Em julgamento anterior, o referido Magistrado já havia observado que “Conquanto se admita que a utilização da via jurisdicional, no ato de acusar, não leva, inexoravelmente, à imposição de pena, cabe averbar-se que o exercício da ação sob indiscutível tom de falência quanto à aplicação concreta da reprimenda revelar-se-ia atividade sem qualquer utilidade, eis que o provimento jurisdicional, se procedente a ação, desembocaria na prescrição da pretensão punitiva estatal, ante a pena concretizada. No exame do interesse de agir não se pode arredar a verificação da utilidade do provimento jurisdicional. Se inútil o provimento jurisdicional, ainda que procedente a ação, é de reconhecer-se a ausência do interesse de agir. A máquina estatal, movimentada pelo autor da ação, busca atingir um objetivo concreto, util, afastada a idéia de seu uso em mera atmosfera abstrata. O mundo do direito não pode postular-se em tom fenomênico inteiramente dissociado do mundo concreto” (TACrSP, SER 589.413-0, j. 12/03/1990, RT 668/289).

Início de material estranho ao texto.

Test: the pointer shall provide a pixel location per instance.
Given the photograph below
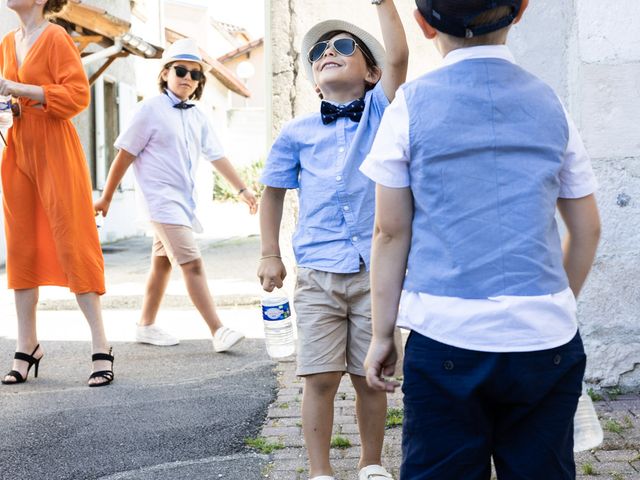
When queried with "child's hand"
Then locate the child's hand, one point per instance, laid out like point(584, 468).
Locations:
point(381, 363)
point(101, 206)
point(248, 197)
point(271, 273)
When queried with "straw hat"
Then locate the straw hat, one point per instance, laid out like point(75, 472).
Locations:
point(184, 49)
point(318, 30)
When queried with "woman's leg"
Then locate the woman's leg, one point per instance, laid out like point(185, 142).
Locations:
point(26, 304)
point(89, 303)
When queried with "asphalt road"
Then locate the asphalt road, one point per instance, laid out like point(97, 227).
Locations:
point(173, 413)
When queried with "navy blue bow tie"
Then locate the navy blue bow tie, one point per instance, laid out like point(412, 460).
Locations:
point(183, 105)
point(331, 112)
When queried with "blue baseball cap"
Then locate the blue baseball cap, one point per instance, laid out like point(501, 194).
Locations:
point(454, 17)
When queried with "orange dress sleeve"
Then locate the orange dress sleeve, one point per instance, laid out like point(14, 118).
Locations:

E, como já ressaltado, o reconhecimento da prescrição retroativa, ao erigir o agente à condição de inocente, prevalecendo a tutela de liberdade do indivíduo, ao apagar todos os efeitos da ação ou da condenação, constitui avanço e fortalecimento do Estado Democrático de Direito.

Vê-se que a instauração do processo penal já atinge o chamado “status dignitatis do imputado” (Direito Processual Penal, Estudos e Pareceres, Forense, 1987, p.70) e a pena, como conseqüência lógica do crime, tornar-se-ia inócua, ante a ineficácia do Estado.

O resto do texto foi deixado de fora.